I’m interested in things. By colliding materials, objects or different planes, slippage occurs, new realties are suggested. The visual collisions make me laugh. There are glimpses of the world outside of the frame, and we have the impression that things aren’t as solid as we thought. And decay is all around. I take note of the refuse that piles up and imagine the future this accumulation brings.
Fabricated synthetic objects consume our attention and pull us away from the natural that we imitate. We bring the “natural” world into our artificial one. We impersonate nature in our ornamentation and in our cityscapes, and we bring it indoors. Instead of planting a garden, we embroider foliage into our living room carpet. Instead of going to a forest, we plant trees to line our city streets. And even in a “wild” landscape, a lamppost can be found.

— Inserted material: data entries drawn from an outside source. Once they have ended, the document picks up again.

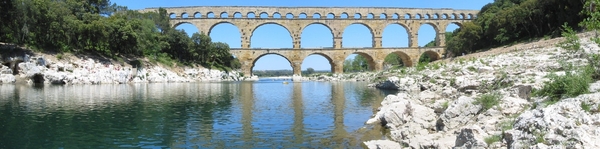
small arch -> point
(316, 16)
(428, 33)
(418, 16)
(251, 15)
(237, 15)
(370, 16)
(382, 16)
(264, 15)
(344, 16)
(330, 16)
(224, 15)
(302, 15)
(429, 56)
(277, 15)
(357, 16)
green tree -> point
(310, 70)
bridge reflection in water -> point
(263, 114)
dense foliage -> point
(103, 27)
(358, 64)
(508, 21)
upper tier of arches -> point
(319, 13)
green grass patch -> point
(471, 68)
(586, 107)
(488, 100)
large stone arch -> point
(320, 23)
(406, 59)
(406, 27)
(436, 28)
(291, 34)
(331, 30)
(254, 60)
(222, 22)
(368, 56)
(186, 22)
(325, 55)
(345, 26)
(431, 54)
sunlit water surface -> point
(263, 114)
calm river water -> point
(263, 114)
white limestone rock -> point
(7, 78)
(471, 137)
(382, 144)
(560, 123)
(460, 112)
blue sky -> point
(273, 36)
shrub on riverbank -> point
(108, 29)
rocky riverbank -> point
(487, 102)
(32, 67)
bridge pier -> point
(247, 69)
(377, 42)
(337, 67)
(337, 42)
(378, 65)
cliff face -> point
(486, 102)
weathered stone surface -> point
(382, 144)
(5, 70)
(569, 123)
(524, 91)
(401, 84)
(7, 78)
(460, 112)
(471, 137)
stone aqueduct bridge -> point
(336, 19)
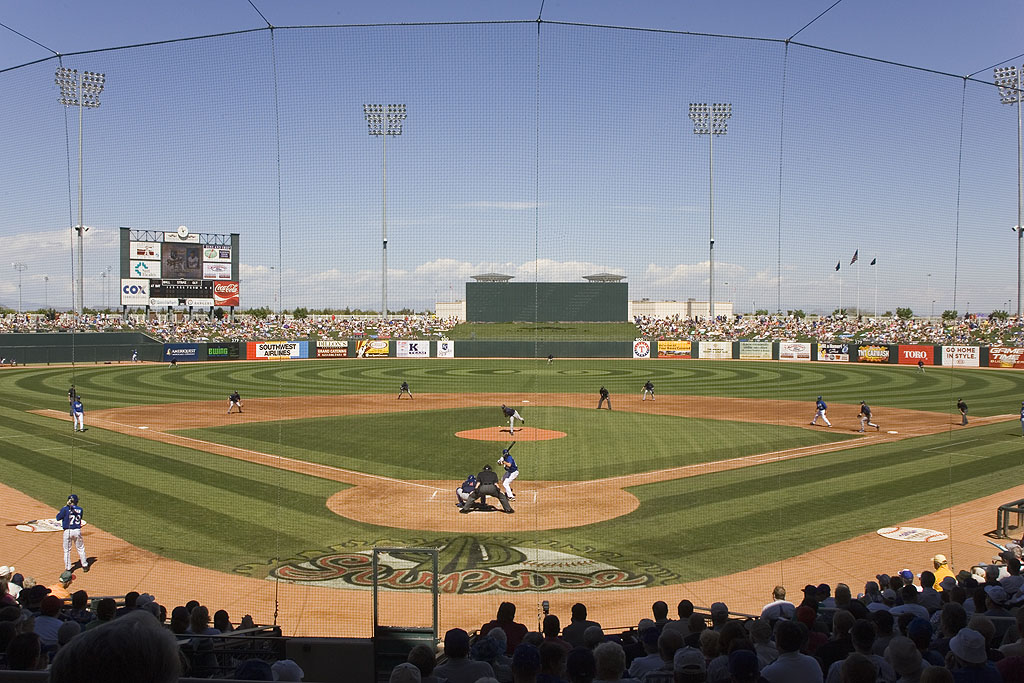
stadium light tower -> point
(80, 90)
(20, 267)
(384, 120)
(1008, 79)
(711, 120)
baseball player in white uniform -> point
(511, 471)
(71, 521)
(819, 412)
(512, 415)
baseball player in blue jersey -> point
(865, 417)
(465, 488)
(819, 412)
(648, 388)
(404, 389)
(512, 415)
(78, 414)
(511, 471)
(71, 521)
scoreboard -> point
(178, 268)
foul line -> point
(946, 445)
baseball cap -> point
(404, 673)
(689, 660)
(996, 594)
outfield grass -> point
(423, 444)
(232, 515)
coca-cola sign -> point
(225, 294)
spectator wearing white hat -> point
(969, 658)
(7, 573)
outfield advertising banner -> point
(222, 351)
(134, 292)
(834, 352)
(445, 349)
(1007, 356)
(180, 352)
(372, 348)
(276, 350)
(715, 350)
(332, 348)
(674, 349)
(910, 354)
(872, 354)
(962, 356)
(755, 350)
(412, 349)
(794, 351)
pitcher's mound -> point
(502, 434)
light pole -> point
(711, 120)
(384, 120)
(81, 90)
(20, 267)
(1008, 79)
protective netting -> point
(543, 151)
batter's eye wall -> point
(547, 302)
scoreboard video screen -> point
(178, 268)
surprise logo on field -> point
(469, 565)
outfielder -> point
(511, 471)
(819, 412)
(648, 388)
(512, 415)
(865, 417)
(78, 414)
(464, 489)
(71, 521)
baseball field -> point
(722, 474)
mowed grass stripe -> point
(423, 444)
(987, 391)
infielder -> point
(819, 412)
(78, 414)
(465, 488)
(512, 415)
(648, 388)
(71, 521)
(865, 417)
(511, 471)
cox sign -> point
(134, 292)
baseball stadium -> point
(728, 334)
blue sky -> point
(587, 164)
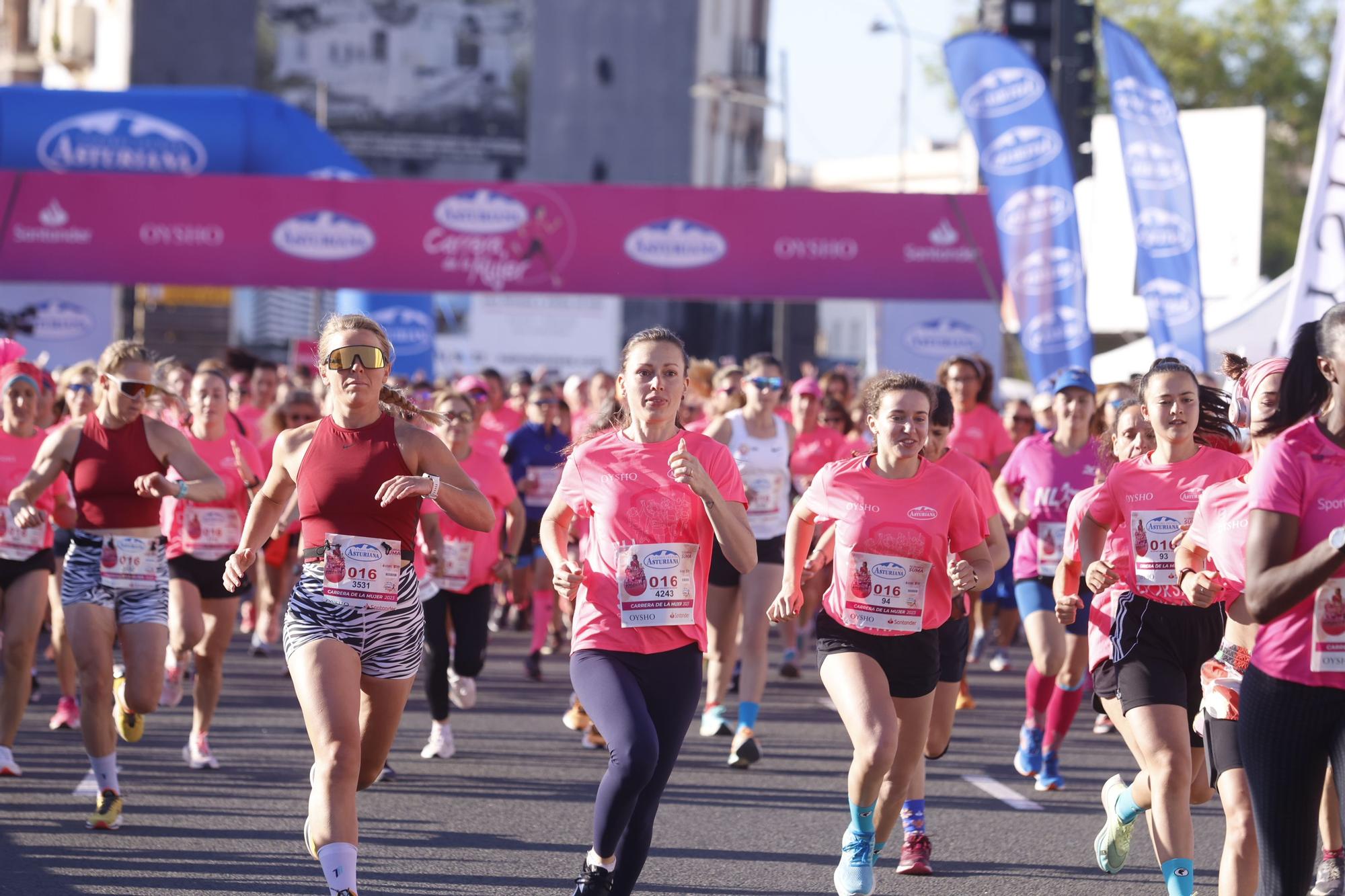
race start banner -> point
(1161, 204)
(426, 236)
(1027, 167)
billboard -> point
(404, 80)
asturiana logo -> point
(676, 243)
(1058, 330)
(944, 337)
(364, 553)
(1164, 233)
(410, 329)
(482, 212)
(1022, 150)
(1003, 92)
(120, 140)
(323, 236)
(662, 559)
(890, 569)
(1153, 166)
(1035, 210)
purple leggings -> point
(644, 705)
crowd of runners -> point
(1172, 546)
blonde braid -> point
(395, 401)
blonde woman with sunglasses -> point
(116, 572)
(354, 628)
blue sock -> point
(913, 817)
(1126, 807)
(1180, 874)
(747, 713)
(861, 817)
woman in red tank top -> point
(354, 622)
(116, 577)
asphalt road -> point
(512, 811)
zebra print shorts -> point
(389, 642)
(83, 583)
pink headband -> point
(1250, 382)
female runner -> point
(463, 569)
(201, 537)
(899, 520)
(761, 444)
(640, 616)
(1292, 715)
(116, 575)
(1035, 490)
(1219, 536)
(26, 557)
(1159, 639)
(354, 627)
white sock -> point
(106, 771)
(340, 866)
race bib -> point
(20, 544)
(767, 491)
(545, 481)
(1152, 536)
(657, 584)
(1330, 627)
(887, 594)
(362, 572)
(128, 563)
(458, 567)
(210, 533)
(1051, 548)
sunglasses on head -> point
(135, 388)
(345, 358)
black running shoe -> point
(594, 881)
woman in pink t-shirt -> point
(201, 537)
(1293, 697)
(1213, 559)
(909, 534)
(1160, 639)
(976, 427)
(660, 499)
(1035, 490)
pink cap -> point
(471, 382)
(806, 386)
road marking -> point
(1003, 792)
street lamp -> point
(900, 28)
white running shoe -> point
(462, 692)
(440, 744)
(197, 754)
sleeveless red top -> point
(104, 474)
(341, 474)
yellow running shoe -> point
(107, 814)
(130, 725)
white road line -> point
(1003, 792)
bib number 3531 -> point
(362, 572)
(657, 584)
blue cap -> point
(1075, 377)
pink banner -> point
(516, 237)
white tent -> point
(1246, 327)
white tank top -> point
(765, 464)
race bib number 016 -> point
(657, 584)
(887, 594)
(362, 572)
(1330, 627)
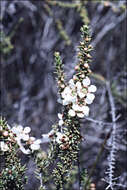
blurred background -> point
(31, 31)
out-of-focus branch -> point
(108, 28)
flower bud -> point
(5, 133)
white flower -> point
(75, 107)
(85, 110)
(17, 129)
(59, 100)
(60, 116)
(21, 133)
(24, 137)
(61, 136)
(92, 88)
(3, 146)
(71, 83)
(86, 81)
(61, 122)
(81, 115)
(89, 99)
(78, 85)
(66, 91)
(35, 145)
(27, 130)
(81, 94)
(71, 112)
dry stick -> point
(97, 158)
(113, 149)
(79, 172)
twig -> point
(97, 158)
(113, 148)
(108, 28)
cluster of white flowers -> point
(61, 137)
(23, 139)
(21, 136)
(78, 95)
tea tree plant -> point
(65, 137)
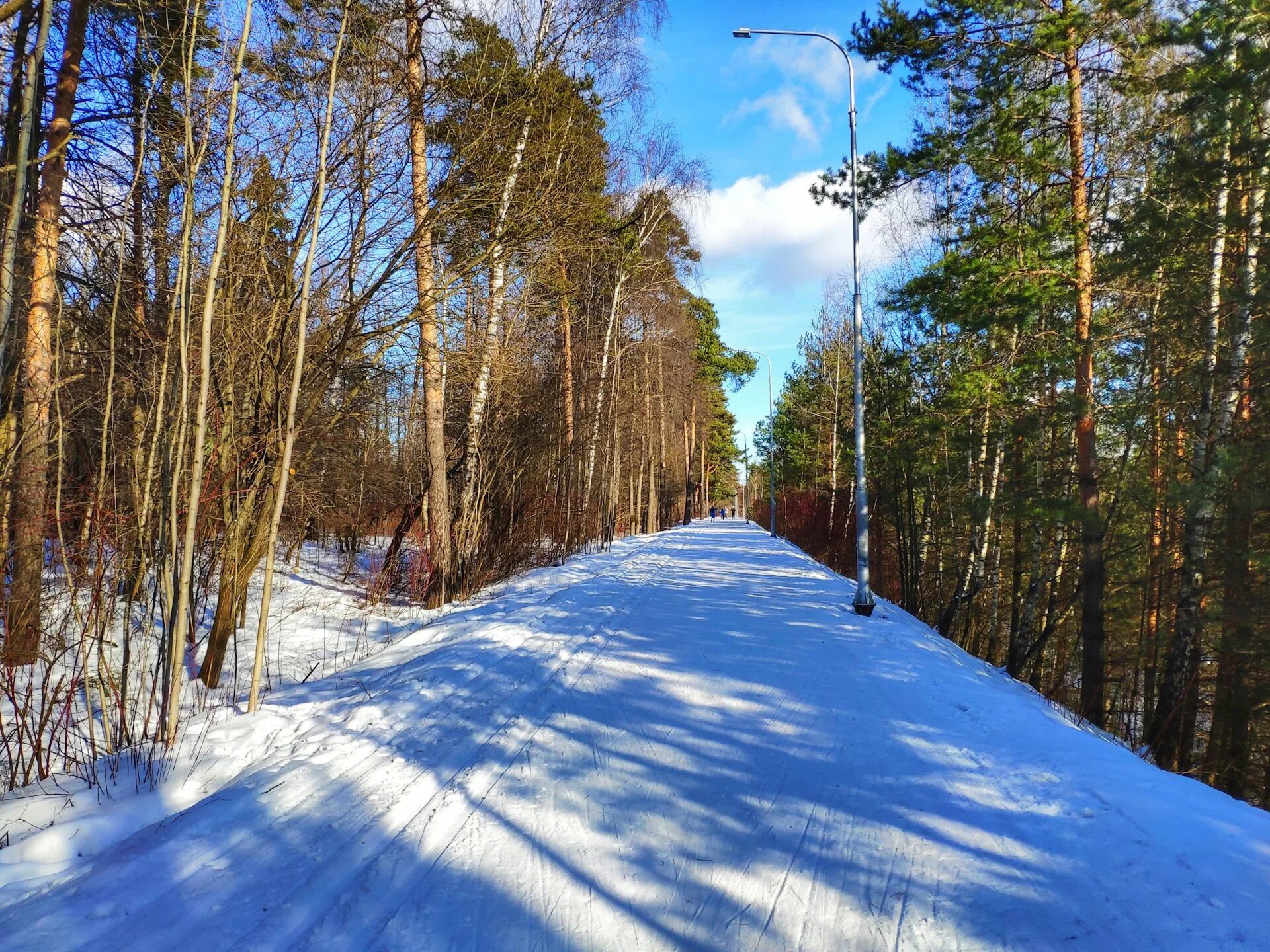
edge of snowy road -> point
(889, 611)
(51, 824)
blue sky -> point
(766, 114)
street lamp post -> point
(771, 446)
(864, 600)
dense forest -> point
(1066, 387)
(397, 278)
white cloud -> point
(783, 111)
(765, 235)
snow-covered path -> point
(689, 743)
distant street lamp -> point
(771, 444)
(864, 601)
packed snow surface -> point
(686, 743)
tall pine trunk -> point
(1093, 569)
(31, 481)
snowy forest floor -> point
(686, 743)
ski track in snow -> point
(697, 746)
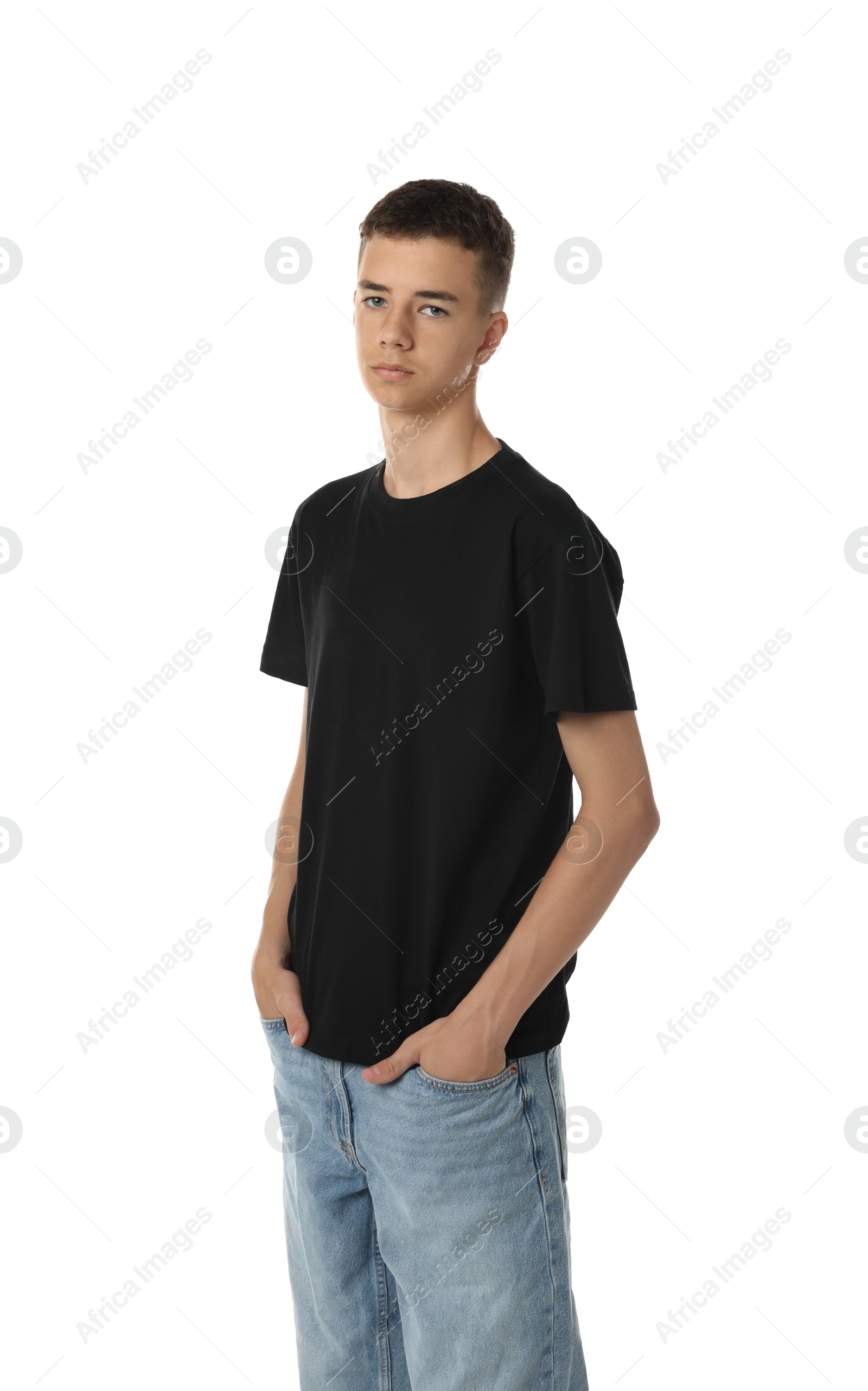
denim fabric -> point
(427, 1227)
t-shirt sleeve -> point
(570, 601)
(284, 653)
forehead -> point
(407, 265)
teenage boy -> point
(452, 617)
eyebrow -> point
(418, 294)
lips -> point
(390, 372)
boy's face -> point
(419, 324)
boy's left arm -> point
(615, 824)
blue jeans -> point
(427, 1227)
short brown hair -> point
(455, 213)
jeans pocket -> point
(487, 1084)
(556, 1081)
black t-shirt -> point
(438, 639)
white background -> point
(123, 564)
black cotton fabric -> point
(438, 639)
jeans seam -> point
(386, 1369)
(560, 1120)
(543, 1201)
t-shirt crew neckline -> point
(429, 504)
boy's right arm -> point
(277, 990)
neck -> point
(427, 451)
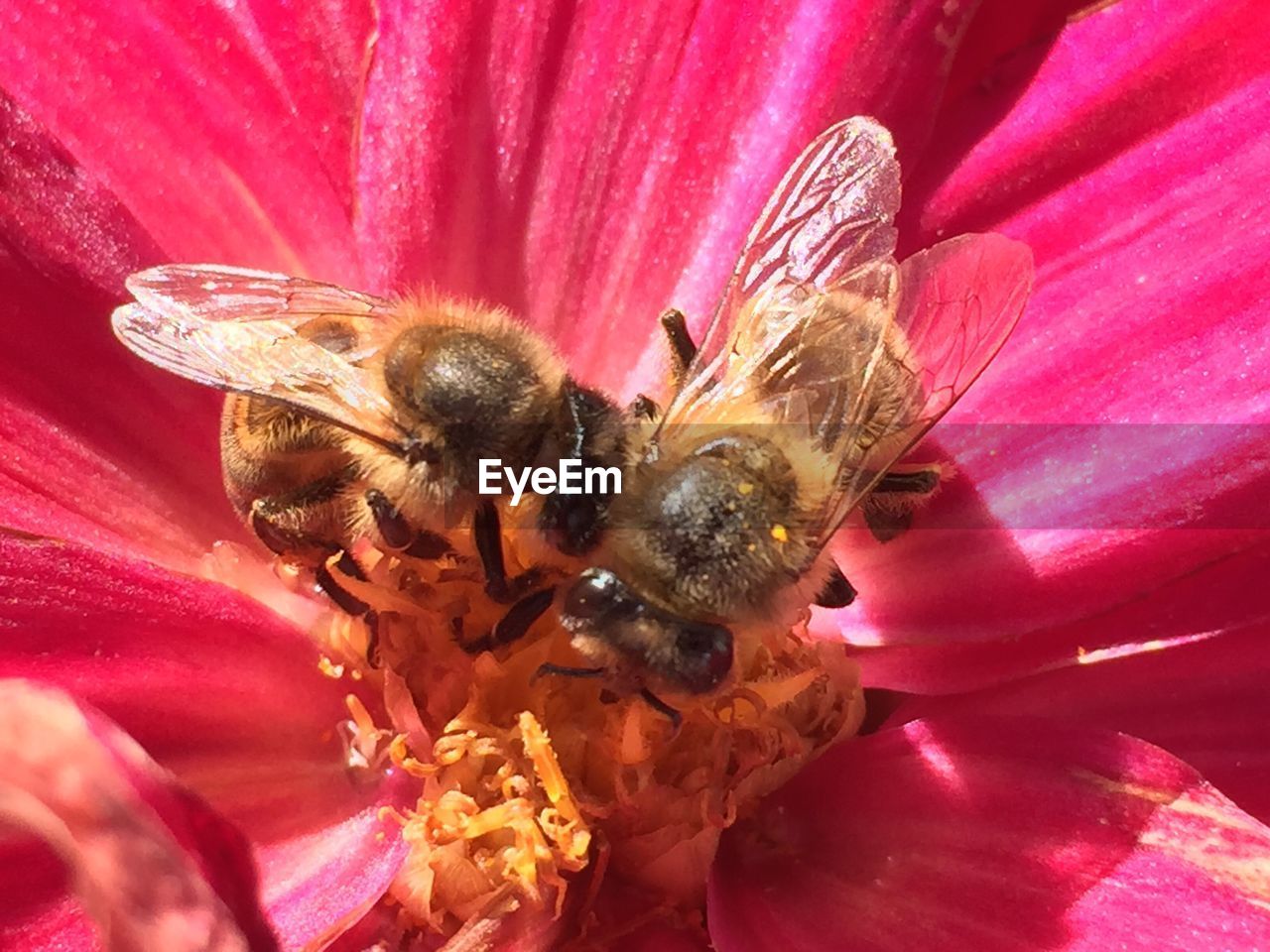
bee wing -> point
(830, 214)
(910, 359)
(263, 334)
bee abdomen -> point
(271, 451)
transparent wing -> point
(830, 214)
(957, 302)
(271, 335)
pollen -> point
(540, 793)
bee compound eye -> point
(706, 654)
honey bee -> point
(825, 363)
(353, 416)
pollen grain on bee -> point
(568, 477)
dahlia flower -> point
(1042, 726)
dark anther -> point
(429, 544)
(683, 348)
(518, 619)
(921, 481)
(662, 707)
(564, 671)
(837, 592)
(388, 520)
(372, 639)
(643, 408)
(335, 592)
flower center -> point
(530, 779)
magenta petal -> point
(561, 160)
(1137, 167)
(1222, 595)
(185, 114)
(151, 864)
(261, 744)
(993, 835)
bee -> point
(825, 363)
(353, 416)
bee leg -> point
(489, 544)
(683, 349)
(662, 707)
(399, 535)
(513, 625)
(837, 592)
(888, 511)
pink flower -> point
(1071, 711)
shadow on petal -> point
(984, 835)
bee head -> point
(684, 654)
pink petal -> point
(229, 697)
(562, 162)
(1137, 166)
(1202, 697)
(1222, 595)
(79, 416)
(183, 113)
(982, 834)
(153, 865)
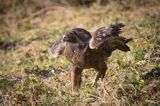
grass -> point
(30, 76)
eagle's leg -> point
(76, 74)
(100, 74)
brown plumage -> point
(77, 50)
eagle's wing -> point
(104, 34)
(77, 36)
(57, 48)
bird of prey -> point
(85, 51)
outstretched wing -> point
(105, 33)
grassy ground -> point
(30, 76)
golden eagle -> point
(85, 51)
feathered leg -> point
(101, 71)
(76, 79)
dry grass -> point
(30, 76)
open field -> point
(30, 76)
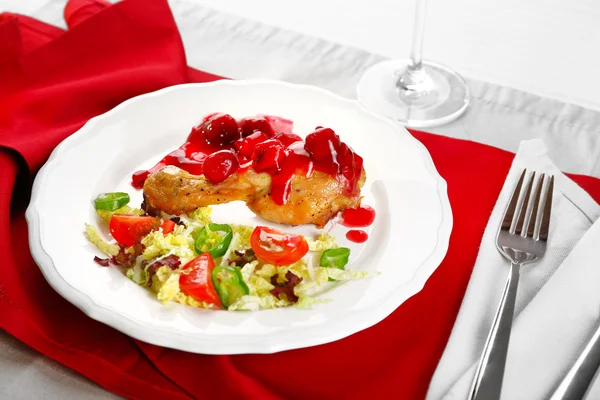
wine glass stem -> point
(414, 74)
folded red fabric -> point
(51, 82)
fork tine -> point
(512, 205)
(536, 202)
(522, 213)
(545, 225)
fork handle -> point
(577, 381)
(487, 383)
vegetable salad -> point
(192, 260)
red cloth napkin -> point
(51, 82)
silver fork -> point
(521, 238)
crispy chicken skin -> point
(313, 200)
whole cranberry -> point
(245, 147)
(268, 156)
(219, 165)
(287, 138)
(249, 125)
(322, 144)
(220, 129)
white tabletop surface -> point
(504, 48)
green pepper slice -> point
(214, 239)
(111, 201)
(229, 284)
(337, 258)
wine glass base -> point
(442, 97)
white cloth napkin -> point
(558, 299)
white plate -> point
(408, 239)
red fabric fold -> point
(52, 82)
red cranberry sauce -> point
(220, 146)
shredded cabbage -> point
(177, 242)
(182, 298)
(107, 215)
(306, 302)
(201, 215)
(255, 303)
(165, 283)
(138, 275)
(93, 236)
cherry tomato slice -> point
(196, 279)
(277, 248)
(167, 226)
(130, 229)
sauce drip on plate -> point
(357, 236)
(266, 144)
(358, 217)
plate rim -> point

I like to confuse the viewer and create false relationships. I play with scale, which again created perceptual illusions. A small image of a vast landscape can look miniature. Some photos printed almost life size can produce a sense of spatial disorientation and the impression that we are IN the image. The mirrors and mirror images I use here are another way of playing with space. You see the space that you and the mirror inhabit and then a different version of that space reflected on the mirror: a portal to another dimension?